Auf dem Weg zur Schule fuhren sie auch an jenem Spielplatz vorbei, auf dem sich Flint einst den Arm gebrochen hatte. Fae merkte, wie Tränen in ihre Augen stiegen. Sie erinnerte sich noch ganz genau, wie er sie, als sie noch jünger waren, dort ständig mitgeschleppt hatte und sie zu allem möglichen Unsinn überredet hatte. Sie sah vor ihren Augen sein Lachen, seine blonden Locken, die im Wind wild durcheinander wirbelten. Er war schon immer so ... aktiv und überdreht gewesen. Da kam er ganz nach ihrer Mutter. Auch optisch. Ganz im Gegensatz zu ihr selbst. Auch ihre Mutter war viel zu früh gestorben. Nein, dachte sie. Flint ist nicht tot. Er ist noch dort. Irgendwo dort draußen.

Fae senkte von Trauer und Sorge niedergedrückt den Kopf und strich sich ihre dünnen, dunklen Haare vor ihr Gesicht. Sie verbarg sich dahinter, wie sie es gerne tat, da hielt der Wagen auch schon.

»Wir sind da, Schatz. Komm steig aus. Ich muss zur Arbeit«, sagte Vater, tat so als würde alles in Ordnung sein, doch Fae hörte genau das Zittern in seiner sonst so festen Stimme.

 

Fae wischte sich eilig die Tränen beiseite. Als sie die Schule betrat und auf die Uhr ihres Smartphones schaute, klingelte es gerade. Sie würde es noch pünktlich zur zweiten Stunde schaffen. Ihr Magen knurrte, aber sie hatte keinen Hunger.

Sie ging zu dem Raum, in dem sie als nächstes Unterricht hatte und ließ sich dort davor an der Wand zu Boden gleiten.

Ihre Gedanken kreisten immer noch um ihren Bruder. Verzweifelt versuchte sie weiterhin sich zu erinnern, was mit ihm und auch mit ihr selbst in der verfluchten Landschaft passiert ist, doch ihr wollte es einfach nicht einfallen.

Dann tippte jemand an ihre Schulter und warf sie aus ihrer Grübelei heraus.

Erschrocken zuckte sie zusammen und blickte auf.
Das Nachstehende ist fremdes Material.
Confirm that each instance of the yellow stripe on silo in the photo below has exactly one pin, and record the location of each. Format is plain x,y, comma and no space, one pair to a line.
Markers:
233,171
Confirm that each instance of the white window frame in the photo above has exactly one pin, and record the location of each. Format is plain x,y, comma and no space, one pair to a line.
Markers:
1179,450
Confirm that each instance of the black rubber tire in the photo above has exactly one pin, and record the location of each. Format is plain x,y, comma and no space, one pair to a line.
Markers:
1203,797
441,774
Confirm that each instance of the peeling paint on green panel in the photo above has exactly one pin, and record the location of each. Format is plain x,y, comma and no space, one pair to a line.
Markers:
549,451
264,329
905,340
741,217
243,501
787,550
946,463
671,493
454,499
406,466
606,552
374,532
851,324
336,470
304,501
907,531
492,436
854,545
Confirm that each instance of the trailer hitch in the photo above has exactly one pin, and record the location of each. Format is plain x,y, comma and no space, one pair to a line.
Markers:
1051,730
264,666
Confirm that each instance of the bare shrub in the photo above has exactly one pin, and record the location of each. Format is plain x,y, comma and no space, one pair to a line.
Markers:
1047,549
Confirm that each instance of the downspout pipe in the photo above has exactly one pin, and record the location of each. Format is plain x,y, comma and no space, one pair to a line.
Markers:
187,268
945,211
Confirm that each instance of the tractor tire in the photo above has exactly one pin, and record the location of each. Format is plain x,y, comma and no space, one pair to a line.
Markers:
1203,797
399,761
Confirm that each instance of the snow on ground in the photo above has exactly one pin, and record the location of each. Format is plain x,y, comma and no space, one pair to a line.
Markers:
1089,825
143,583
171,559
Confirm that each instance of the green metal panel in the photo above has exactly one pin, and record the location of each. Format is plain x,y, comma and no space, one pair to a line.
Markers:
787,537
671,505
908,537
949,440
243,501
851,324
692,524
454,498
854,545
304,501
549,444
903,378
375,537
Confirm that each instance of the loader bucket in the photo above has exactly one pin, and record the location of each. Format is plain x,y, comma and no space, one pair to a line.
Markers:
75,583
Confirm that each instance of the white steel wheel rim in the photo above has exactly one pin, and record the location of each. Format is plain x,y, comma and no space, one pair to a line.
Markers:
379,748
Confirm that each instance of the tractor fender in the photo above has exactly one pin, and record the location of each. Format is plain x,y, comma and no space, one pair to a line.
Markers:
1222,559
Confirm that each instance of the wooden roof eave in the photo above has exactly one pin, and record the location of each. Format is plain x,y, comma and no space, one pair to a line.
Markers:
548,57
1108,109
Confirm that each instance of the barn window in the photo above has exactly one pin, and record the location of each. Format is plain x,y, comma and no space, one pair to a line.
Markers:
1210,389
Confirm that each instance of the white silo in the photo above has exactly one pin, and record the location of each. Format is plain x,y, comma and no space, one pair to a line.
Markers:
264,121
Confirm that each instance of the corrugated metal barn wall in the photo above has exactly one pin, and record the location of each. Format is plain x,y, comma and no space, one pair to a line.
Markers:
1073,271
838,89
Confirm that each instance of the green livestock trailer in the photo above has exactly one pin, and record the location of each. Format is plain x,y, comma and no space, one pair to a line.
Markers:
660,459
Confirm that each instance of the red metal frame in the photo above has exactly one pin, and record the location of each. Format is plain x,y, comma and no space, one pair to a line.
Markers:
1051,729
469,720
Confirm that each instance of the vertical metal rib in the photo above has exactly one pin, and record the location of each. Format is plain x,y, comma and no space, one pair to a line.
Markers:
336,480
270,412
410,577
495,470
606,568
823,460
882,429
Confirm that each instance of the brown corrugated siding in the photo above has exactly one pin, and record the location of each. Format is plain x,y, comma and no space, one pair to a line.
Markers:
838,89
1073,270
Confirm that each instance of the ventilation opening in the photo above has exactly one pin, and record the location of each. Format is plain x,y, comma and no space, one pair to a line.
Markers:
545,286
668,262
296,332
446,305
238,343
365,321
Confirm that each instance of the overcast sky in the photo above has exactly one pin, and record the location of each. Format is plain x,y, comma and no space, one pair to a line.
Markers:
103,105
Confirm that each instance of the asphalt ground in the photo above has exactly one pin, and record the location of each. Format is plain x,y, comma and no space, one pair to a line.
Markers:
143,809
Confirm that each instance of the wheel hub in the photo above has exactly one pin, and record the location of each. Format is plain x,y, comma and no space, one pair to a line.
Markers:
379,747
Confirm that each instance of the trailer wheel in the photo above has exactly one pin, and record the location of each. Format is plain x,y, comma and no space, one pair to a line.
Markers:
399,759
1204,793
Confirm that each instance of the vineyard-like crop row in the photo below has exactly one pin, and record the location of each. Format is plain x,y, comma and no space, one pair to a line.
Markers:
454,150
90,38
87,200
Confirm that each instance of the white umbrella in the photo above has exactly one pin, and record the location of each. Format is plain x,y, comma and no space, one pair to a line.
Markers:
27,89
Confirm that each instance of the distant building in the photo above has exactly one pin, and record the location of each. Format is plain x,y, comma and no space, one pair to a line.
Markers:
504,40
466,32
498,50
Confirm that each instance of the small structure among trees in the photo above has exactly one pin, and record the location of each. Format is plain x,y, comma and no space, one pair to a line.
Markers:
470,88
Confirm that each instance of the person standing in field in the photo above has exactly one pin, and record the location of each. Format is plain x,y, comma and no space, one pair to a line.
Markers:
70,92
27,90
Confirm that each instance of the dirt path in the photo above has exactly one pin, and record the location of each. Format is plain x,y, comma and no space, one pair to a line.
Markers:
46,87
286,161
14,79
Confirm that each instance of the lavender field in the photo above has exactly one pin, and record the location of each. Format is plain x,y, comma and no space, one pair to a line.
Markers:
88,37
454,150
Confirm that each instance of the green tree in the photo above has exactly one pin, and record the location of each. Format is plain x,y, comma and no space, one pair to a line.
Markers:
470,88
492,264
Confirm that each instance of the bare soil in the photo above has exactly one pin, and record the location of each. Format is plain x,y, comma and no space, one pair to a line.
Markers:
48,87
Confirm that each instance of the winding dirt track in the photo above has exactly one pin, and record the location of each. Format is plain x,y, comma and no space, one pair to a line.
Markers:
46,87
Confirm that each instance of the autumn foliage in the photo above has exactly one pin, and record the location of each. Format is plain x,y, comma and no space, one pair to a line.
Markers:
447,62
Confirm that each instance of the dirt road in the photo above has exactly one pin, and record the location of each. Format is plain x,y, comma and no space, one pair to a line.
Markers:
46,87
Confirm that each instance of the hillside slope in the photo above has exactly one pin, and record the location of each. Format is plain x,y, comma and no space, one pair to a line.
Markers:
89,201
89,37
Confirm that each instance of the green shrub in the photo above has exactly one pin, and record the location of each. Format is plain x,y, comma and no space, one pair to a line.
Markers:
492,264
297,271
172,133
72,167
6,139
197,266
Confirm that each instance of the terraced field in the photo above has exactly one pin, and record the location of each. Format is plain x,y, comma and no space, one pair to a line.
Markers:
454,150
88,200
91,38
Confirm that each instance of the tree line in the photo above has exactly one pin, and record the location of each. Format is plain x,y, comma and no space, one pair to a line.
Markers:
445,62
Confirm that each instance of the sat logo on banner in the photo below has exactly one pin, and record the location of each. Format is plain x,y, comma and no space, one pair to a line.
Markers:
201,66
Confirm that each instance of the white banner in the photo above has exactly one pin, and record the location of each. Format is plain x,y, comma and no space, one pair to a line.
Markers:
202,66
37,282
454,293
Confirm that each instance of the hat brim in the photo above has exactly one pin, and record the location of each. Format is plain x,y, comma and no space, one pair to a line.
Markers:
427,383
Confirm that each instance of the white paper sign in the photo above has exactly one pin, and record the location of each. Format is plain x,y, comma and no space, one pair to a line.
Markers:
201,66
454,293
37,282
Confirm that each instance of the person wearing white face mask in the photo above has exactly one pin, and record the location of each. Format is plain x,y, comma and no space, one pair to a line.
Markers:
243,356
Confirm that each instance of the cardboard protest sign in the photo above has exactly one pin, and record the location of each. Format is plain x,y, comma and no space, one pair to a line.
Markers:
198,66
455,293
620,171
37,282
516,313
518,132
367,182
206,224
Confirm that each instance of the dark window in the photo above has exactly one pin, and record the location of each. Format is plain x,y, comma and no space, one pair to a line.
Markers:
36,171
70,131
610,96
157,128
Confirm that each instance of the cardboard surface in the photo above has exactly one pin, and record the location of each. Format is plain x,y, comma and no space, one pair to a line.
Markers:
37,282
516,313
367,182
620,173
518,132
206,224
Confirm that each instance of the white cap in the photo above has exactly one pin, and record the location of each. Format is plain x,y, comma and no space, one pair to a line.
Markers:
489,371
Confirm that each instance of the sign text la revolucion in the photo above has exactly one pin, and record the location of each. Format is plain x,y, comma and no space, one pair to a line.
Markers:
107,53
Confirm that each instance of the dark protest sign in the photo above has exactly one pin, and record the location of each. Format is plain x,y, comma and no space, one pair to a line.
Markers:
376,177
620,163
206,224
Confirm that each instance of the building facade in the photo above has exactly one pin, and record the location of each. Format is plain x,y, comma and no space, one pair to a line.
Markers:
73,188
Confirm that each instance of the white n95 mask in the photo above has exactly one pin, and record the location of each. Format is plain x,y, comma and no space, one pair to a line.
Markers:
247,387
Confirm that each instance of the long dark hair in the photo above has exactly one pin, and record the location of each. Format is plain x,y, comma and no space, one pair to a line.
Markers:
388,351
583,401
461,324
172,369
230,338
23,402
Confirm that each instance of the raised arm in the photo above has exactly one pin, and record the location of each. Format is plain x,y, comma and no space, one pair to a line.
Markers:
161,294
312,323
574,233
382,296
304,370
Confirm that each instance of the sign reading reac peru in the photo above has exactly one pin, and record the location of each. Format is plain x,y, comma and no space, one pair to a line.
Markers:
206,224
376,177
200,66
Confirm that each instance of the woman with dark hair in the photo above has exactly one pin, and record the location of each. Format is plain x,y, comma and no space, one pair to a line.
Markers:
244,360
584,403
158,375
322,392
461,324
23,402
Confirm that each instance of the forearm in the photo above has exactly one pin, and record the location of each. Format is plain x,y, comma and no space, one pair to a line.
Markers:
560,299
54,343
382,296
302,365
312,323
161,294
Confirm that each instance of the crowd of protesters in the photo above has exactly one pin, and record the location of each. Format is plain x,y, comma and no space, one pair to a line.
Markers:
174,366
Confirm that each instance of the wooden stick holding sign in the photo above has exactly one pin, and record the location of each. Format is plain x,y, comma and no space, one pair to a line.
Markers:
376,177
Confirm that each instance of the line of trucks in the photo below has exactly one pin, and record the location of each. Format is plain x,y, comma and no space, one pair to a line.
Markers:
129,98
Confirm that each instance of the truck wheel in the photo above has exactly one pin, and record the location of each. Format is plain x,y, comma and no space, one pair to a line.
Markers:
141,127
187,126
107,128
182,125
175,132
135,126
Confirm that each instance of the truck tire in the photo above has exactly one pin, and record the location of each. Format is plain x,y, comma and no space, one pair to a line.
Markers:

Zu ihrer Erleichterung stellte sie fest, dass es kein Lehrer war, sondern nur Rubina, ihre einzige richtige Freundin. Auch wenn sie oft schon versucht hatte, auch mit anderen ins Gespräch zu kommen, sie war die einzige, die sie wirklich beachtete.

»Hey. Wo warst du vorhin? Die alte Taylor hat dich sehr vermisst«

»Ich … mir geht’s nicht besonders gut. Vater hat mich schließlich doch hier her gezerrt. Du weißt ja, wie er ist.«

Sofort wich Rubina zurück. »Hey. Steck mich ja nicht an«, sagte sie, funkelte sie mit ihren leuchtenden Augen an. Lachte kurz auf. Blickte sie dann jedoch wieder besorgt an.

»Ach da bist du«, rief jemand und sofort drehte sich Rubina um.

Fae stöhnte auf. Es war Conner, Rubinas idiotischer Freund. Captain der Footballmannschaft. Rubina schüttelte - wie sie es gerne tat – ihre rote Mähne und ging ihm entgegen.

»Ah. Fae. Hast es also doch noch hergeschafft?«, sagte Conner.

»Hm«, brummte Fae nur, blickte ihn gar nicht erst an, spielte nervös an ihren Haaren.

»Wo ist denn dein Bruder? John hat mich nach ihm gefragt.«

»Der ist krank.« War ja klar, dass der als erster nach ihm fragt, dachte Fae. John war noch viel schlimmer als Conner, obwohl er zwei Stufen unter ihnen war. Conner verhielt sich ihr gegenüber wenigstens nett, sei es auch nur wegen Rubina, aber John … John kannte so etwas wie »nett« nicht. Der war einfach ein Ekel. Warum Flint sich mit ihm abgegeben hatte, hatte Fae nie begriffen.

»Ist er etwa so krank wie du?«, fragte Rubina. Fae war klar, dass sie bereits etwas ahnte.